Cutaneous Sensitivity Across Regions of the Foot Sole and Dorsum are Influenced by Foot Posture

Understanding the processing of tactile information is crucial for the development of biofeedback interventions that target cutaneous mechanoreceptors. Mechanics of the skin have been shown to influence cutaneous tactile sensitivity. It has been established that foot skin mechanics are altered due to foot posture, but whether these changes affect cutaneous sensitivity are unknown. The purpose of this study was to investigate the potential effect of posture-mediated skin deformation about the ankle joint on perceptual measures of foot skin sensitivity. Participants (N = 20) underwent perceptual skin sensitivity testing on either the foot sole (N = 10) or dorsum (N = 10) with the foot positioned in maximal dorsiflexion/toe extension, maximal plantarflexion/toe flexion, and a neutral foot posture. Perceptual tests included touch sensitivity, stretch sensitivity, and spatial acuity. Regional differences in touch sensitivity were found across the foot sole (p < 0.001) and dorsum (p < 0.001). Touch sensitivity also significantly increased in postures where the skin was compressed (p = 0.001). Regional differences in spatial acuity were found on the foot sole (p = 0.002) but not dorsum (p = 0.666).
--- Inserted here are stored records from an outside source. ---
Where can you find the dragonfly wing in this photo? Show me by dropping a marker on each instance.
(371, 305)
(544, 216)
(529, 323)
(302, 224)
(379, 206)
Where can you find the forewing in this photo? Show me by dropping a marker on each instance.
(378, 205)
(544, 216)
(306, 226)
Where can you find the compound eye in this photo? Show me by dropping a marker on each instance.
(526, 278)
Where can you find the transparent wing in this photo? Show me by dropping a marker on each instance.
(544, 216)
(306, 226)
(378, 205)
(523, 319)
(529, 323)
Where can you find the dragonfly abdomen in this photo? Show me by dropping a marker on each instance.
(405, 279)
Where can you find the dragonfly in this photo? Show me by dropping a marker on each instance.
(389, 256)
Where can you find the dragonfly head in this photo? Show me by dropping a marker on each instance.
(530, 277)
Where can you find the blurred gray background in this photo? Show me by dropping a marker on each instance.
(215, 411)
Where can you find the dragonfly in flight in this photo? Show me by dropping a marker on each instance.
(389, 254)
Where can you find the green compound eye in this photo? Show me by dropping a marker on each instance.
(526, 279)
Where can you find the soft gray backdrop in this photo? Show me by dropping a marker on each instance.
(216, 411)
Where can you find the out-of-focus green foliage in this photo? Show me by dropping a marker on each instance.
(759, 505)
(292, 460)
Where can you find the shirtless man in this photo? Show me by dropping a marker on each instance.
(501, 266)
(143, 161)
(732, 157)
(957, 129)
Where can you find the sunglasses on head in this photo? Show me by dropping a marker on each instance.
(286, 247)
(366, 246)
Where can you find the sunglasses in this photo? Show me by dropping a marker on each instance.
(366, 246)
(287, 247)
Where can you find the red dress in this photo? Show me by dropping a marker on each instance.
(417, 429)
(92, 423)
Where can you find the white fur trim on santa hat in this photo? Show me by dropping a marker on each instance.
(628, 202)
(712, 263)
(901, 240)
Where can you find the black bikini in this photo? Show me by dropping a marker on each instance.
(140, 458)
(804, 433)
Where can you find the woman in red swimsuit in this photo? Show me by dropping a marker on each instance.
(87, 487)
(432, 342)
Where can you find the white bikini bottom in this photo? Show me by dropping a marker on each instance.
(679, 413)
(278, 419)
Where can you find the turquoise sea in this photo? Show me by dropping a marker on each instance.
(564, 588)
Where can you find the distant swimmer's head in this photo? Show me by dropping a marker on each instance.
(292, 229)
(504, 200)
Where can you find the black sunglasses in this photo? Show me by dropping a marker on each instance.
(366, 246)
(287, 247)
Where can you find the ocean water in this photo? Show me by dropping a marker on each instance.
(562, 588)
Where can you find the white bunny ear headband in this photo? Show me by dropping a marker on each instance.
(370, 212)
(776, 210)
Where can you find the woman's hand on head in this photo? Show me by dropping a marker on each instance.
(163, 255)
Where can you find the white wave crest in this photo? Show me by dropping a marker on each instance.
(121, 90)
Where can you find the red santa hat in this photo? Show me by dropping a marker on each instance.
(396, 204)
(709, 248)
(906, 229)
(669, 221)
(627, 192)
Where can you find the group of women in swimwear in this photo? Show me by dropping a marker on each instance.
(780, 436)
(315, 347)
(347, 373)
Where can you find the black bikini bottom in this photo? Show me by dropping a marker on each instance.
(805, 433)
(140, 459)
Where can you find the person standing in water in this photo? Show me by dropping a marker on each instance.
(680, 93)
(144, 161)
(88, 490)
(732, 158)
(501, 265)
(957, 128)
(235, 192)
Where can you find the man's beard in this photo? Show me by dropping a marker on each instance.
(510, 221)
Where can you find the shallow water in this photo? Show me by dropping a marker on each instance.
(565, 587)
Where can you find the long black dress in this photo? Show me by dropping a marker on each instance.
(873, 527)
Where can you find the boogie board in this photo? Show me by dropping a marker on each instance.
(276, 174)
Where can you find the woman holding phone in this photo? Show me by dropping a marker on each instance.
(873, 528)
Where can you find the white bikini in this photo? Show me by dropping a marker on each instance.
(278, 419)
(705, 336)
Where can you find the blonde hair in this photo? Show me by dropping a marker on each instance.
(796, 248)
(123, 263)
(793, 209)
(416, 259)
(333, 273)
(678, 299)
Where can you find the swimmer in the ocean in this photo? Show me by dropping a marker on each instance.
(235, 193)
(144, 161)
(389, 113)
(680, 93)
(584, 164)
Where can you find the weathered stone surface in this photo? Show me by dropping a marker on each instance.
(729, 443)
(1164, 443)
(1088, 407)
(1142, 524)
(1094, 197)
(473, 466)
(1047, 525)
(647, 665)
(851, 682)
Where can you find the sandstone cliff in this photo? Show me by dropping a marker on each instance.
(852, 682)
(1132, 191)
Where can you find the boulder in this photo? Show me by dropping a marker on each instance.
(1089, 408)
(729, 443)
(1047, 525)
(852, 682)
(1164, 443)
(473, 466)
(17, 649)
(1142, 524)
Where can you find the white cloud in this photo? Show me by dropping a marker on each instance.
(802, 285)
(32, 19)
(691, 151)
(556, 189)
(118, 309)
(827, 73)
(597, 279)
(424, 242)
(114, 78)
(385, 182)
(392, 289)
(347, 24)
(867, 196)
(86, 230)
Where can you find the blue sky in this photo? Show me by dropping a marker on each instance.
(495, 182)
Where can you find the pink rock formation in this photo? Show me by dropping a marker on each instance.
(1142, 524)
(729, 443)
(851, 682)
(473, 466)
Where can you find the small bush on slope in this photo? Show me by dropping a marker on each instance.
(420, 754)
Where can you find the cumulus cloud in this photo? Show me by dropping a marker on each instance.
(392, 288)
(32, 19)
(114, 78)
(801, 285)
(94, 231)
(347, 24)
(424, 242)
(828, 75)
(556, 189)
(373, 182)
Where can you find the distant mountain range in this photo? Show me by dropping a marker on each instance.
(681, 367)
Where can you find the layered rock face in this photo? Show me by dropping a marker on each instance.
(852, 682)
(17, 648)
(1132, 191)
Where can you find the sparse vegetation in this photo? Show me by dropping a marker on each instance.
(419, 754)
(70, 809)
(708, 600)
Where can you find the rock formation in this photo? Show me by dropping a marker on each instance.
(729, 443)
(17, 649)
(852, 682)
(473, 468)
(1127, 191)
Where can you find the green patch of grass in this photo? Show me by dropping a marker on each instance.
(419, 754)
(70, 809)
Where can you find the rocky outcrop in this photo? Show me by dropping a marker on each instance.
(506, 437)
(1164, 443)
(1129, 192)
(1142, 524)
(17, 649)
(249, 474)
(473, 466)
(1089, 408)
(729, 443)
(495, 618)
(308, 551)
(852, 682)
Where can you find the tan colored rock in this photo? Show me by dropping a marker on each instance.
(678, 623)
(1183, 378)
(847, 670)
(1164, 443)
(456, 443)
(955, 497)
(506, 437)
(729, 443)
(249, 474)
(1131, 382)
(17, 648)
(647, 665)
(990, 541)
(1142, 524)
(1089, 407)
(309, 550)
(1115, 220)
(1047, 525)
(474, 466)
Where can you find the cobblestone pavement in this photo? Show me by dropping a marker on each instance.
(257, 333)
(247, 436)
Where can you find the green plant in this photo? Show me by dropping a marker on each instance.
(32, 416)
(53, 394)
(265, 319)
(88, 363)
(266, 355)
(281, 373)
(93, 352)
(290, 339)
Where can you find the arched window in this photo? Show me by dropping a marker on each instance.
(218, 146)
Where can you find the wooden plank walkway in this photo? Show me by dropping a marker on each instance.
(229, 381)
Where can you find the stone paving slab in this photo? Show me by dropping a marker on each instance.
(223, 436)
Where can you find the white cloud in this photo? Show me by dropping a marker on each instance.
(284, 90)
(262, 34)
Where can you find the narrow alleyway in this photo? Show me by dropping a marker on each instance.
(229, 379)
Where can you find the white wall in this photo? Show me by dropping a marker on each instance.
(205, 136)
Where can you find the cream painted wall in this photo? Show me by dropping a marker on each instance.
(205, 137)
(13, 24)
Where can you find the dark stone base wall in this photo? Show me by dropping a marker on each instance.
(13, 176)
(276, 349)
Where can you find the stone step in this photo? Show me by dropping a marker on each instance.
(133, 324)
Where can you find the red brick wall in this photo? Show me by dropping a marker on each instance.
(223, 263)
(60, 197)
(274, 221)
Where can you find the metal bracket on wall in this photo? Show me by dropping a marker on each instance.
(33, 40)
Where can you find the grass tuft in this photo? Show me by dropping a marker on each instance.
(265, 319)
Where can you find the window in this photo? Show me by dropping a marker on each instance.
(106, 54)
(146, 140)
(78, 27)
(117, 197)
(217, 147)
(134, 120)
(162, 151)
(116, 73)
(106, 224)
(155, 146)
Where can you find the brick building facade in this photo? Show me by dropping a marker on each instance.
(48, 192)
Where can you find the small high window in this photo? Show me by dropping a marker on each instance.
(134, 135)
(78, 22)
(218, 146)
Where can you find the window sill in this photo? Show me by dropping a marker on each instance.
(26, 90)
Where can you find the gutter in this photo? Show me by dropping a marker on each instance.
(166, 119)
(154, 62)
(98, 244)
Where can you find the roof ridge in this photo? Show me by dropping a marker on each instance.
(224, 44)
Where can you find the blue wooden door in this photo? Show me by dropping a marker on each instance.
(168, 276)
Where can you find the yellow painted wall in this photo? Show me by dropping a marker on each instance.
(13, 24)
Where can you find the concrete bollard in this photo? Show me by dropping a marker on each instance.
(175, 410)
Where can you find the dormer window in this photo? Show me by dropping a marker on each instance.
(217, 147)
Spatial acuity was not significantly altered by posture across the foot sole and dorsum, other than an increase in sensitivity at the medial arch in the dorsiflexion posture (p = 0.006). Posture*site interactions were found for stretch sensitivity on the foot sole and dorsum in both the transverse and longitudinal directions (p < 0.005). Stretch sensitivity increased in postures where the skin was pre-stretched on both the foot sole and dorsum. Changes in sensitivity across locations and postures were believed to occur due to concurrent changes in skin mechanics, such as skin hardness and thickness, which follows our previous findings. Future cutaneous biofeedback interventions should be applied with an awareness of these changes in skin sensitivity, to maximize their effectiveness for foot sole and dorsum input.